Not long before his tragic death in 1951, Albert Barnes sent a couple of pages of John Dewey’s Democracy and Education (pp. 177-178 of the 1916 edition, if you want to know) to his good friend Horace Mann Bond. Those pages emphasized the central role of thinking as problem-solving, and highlighted some educational emphases that Barnes hoped Lincoln would adopt. He highlighted the now familiar problem-solving steps of an initial sense of a problem, observation and investigation of factors, construction of solutions, hypotheses, and conclusions, and testing those constructions. In the spirit of Dewey, he understood that this process of problem-solving towards more “intelligent” adjustments (to use Dewey’s term) would be repeated again and again in the constant self-renewal of human living, and, Barnes hoped, in the self-renewal of the educational process at Lincoln. That was then. Nowadays, it seems that this is what we commonly do in our instructional approaches. Here are a few examples from my FYE class this semester:

  • I wanted students to come away with a usable skill associated with each subject area in the course, for example, the module on Research. Previously, I brought students to a Library computer lab to receive instruction on searching Library databases. This year I continued in an analogous manner with an in-class demonstration using my laptop and a projector. But somewhere along the line I had a “sense of a problem.” Do students come away from such demonstrations with a usable skill? How could I know? So I got them to define some problems which were of interest to them: abortion, war and technology, global warming, and violence and Grand Theft Auto. Then I showed them a web site that demonstrated the format of annotated bibliographies, and asked them to submit an annotated bibliography, with five varied references, as a demonstration of their skill in doing research. Well, I am still in the process of “testing” (that is, assessing) this solution.
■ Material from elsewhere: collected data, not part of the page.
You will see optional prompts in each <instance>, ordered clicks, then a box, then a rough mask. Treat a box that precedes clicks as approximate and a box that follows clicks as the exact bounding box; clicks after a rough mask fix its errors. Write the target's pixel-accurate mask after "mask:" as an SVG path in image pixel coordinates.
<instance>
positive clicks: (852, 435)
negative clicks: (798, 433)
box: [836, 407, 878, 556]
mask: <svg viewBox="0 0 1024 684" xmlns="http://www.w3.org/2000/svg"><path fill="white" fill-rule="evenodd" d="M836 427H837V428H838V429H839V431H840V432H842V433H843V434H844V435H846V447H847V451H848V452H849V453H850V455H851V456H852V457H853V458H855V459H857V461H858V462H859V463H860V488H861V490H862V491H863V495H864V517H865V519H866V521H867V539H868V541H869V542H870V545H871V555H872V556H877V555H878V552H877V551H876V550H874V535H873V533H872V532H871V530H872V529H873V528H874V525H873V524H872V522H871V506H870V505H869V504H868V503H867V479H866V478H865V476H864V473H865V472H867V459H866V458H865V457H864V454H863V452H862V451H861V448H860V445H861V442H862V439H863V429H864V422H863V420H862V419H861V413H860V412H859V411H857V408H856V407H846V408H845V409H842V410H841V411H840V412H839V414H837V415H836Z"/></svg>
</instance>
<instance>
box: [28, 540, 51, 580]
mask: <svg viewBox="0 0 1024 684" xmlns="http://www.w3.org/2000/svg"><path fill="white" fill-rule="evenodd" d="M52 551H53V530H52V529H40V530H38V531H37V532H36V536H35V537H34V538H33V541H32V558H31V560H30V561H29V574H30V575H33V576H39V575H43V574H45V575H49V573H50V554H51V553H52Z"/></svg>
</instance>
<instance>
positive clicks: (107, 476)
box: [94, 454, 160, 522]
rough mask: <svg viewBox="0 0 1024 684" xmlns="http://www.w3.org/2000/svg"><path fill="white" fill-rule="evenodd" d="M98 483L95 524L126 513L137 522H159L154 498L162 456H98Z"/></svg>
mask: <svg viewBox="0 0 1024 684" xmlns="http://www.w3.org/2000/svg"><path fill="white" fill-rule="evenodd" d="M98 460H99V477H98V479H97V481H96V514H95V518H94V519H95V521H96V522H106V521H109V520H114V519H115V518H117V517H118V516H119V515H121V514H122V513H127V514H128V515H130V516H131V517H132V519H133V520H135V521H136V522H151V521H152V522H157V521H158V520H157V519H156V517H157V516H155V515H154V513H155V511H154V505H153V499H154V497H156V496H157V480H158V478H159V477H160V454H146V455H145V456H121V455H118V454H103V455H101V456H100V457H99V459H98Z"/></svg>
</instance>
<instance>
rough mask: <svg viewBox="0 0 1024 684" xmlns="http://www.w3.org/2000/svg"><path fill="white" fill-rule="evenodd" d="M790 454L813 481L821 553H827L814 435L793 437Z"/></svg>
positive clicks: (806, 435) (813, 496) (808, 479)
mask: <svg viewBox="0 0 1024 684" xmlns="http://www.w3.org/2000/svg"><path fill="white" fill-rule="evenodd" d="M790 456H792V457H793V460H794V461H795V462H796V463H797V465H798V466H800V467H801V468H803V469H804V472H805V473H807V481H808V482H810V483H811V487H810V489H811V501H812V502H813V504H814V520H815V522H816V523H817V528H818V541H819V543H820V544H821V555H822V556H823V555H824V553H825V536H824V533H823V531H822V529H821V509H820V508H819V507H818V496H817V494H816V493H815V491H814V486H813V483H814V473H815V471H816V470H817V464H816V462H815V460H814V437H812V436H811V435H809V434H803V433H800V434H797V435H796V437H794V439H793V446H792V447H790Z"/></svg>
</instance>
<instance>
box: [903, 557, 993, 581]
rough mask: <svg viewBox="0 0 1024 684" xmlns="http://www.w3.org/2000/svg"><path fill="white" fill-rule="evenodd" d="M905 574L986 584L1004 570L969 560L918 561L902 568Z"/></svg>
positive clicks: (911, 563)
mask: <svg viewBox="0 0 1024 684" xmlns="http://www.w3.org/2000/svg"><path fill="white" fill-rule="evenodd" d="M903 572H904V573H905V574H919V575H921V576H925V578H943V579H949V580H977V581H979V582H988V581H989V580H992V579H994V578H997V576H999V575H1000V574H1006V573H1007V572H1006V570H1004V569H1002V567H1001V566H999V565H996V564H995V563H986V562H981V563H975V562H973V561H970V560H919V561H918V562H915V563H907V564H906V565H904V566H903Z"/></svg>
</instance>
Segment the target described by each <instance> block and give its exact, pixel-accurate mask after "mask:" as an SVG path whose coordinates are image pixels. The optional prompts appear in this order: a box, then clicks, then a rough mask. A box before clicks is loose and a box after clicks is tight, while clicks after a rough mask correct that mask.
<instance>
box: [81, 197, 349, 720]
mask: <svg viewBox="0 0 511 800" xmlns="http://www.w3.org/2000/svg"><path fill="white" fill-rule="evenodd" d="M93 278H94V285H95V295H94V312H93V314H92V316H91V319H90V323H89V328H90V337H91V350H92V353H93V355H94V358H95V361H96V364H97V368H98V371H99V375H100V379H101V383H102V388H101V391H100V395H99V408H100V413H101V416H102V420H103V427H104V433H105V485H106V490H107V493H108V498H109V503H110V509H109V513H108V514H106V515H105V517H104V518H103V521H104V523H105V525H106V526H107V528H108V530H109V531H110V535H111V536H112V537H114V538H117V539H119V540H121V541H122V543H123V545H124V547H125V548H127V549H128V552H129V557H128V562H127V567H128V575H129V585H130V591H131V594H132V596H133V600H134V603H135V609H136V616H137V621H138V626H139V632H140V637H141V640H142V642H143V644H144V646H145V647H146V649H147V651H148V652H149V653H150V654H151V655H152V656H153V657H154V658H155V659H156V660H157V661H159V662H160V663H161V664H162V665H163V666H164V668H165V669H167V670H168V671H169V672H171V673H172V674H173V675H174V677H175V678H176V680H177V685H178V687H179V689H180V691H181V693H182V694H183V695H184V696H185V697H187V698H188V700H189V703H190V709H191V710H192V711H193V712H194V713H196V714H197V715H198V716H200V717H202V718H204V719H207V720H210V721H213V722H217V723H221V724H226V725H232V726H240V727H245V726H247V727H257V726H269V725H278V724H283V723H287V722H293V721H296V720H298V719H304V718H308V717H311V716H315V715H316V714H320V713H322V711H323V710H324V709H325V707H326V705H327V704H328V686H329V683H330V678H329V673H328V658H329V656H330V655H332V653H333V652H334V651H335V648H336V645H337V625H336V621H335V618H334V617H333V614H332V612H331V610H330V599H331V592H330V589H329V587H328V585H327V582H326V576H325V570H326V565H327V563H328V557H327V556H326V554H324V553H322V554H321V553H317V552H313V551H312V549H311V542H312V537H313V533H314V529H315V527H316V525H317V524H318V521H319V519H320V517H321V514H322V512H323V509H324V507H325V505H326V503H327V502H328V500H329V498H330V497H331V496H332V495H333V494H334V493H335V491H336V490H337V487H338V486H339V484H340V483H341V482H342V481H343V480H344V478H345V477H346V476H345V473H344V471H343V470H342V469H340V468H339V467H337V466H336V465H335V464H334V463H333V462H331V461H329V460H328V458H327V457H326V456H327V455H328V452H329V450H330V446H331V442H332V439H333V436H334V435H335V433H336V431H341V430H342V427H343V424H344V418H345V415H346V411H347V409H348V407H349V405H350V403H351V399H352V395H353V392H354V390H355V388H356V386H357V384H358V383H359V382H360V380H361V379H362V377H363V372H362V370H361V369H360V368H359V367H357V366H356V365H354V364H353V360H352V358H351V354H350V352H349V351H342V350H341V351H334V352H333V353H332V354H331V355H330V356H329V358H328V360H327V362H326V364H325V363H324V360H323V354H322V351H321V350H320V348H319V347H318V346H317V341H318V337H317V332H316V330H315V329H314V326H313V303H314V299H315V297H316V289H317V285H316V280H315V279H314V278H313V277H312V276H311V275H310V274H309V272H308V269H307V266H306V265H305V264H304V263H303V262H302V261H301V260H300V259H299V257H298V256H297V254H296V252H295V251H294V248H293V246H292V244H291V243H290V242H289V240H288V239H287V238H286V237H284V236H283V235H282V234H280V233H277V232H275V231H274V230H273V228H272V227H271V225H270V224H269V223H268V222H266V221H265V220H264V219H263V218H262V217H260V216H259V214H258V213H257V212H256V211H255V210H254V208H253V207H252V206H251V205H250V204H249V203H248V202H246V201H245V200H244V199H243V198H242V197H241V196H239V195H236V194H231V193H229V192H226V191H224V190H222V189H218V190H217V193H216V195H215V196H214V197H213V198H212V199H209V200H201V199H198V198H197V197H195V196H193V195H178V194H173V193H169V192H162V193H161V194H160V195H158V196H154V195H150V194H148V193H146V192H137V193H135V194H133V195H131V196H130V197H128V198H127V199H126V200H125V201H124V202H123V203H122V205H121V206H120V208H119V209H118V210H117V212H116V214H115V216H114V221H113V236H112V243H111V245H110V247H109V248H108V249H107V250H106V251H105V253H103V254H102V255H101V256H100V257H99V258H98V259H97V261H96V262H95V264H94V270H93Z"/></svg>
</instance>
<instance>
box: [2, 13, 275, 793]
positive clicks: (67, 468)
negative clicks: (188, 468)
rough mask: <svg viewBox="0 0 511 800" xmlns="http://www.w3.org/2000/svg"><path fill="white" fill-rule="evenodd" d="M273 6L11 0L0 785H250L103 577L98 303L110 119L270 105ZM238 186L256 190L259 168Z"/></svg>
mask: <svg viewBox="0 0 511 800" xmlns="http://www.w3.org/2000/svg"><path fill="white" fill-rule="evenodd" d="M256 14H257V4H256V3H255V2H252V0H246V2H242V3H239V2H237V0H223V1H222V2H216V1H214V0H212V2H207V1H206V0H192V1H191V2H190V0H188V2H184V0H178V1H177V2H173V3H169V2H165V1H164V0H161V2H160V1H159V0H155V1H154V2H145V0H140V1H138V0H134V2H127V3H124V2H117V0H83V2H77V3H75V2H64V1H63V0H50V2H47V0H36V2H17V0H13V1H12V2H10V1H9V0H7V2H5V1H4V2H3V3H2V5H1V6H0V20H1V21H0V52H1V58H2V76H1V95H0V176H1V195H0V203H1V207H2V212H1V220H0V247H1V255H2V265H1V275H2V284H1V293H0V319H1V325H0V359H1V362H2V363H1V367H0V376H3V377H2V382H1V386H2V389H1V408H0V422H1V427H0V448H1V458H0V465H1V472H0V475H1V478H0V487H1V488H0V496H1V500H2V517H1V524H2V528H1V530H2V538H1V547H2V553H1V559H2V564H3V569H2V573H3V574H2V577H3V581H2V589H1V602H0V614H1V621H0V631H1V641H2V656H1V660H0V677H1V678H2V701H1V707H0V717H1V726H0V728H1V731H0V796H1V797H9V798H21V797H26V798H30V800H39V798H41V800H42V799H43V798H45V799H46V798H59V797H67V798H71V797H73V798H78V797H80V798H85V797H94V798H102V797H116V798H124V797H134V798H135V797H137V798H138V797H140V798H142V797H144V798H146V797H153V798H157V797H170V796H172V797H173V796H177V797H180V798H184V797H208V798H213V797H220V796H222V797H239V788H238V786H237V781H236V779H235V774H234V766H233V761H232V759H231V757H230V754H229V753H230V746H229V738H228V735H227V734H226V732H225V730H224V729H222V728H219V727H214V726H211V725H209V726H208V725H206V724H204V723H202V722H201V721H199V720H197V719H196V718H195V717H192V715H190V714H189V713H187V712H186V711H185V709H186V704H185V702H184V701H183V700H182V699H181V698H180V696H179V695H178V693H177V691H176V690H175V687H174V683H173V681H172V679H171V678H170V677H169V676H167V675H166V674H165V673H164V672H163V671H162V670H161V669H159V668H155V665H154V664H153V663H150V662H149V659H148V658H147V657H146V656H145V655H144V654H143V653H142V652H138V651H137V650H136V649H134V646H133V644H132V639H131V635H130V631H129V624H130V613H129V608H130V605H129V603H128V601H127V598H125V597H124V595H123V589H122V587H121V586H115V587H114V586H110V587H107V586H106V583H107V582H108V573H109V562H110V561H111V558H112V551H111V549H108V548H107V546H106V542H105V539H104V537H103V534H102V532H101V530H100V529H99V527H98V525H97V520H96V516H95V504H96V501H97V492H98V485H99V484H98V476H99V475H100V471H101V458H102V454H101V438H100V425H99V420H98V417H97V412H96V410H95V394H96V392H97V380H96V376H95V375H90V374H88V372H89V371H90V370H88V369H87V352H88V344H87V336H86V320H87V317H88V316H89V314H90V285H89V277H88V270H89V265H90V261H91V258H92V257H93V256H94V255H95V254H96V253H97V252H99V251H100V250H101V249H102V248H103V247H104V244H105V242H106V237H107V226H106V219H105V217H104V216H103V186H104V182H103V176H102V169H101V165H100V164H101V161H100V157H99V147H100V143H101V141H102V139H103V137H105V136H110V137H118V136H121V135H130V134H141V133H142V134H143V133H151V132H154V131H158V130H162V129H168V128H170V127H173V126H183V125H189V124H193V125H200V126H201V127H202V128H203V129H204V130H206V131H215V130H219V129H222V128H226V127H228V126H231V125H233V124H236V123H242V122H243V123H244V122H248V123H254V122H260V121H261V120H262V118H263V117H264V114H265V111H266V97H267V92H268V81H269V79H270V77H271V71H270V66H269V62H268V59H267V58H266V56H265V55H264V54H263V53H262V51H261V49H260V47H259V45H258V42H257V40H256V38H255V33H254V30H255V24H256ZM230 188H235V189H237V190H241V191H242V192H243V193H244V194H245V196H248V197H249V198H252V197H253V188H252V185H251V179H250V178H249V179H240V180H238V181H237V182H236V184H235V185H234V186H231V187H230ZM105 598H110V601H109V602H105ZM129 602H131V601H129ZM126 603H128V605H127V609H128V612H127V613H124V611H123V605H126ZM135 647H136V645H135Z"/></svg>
  • Second, I thought the usable skill associated with the Speech module would be pretty easy: Let the students make speeches before the class and have another group of students evaluate them. I have done this before, but this semester I got a surprise. Instead of speeches, the students did PowerPoint presentations with the lights out and which ended with a movie, of course. The trouble was that there was a lot more high tech and a lot less speaking. So I went with the flow and found a web site containing a PowerPoint presentation on how to do PowerPoint presentations, and I presented this PowerPoint presentation while instructing the student-judges to critique the PowerPoint presentations of the students, using what they had learned about PowerPoint presentations. This seemed to represent a double process of self-renewal going on at instructional and learning levels.

Am I right in assuming that nowadays we commonly see the process of teaching and learning as a process of facilitating ever more educated adjustments to ourselves and world? Would the “Fitness for Life” course be another such example of this process, or would it not?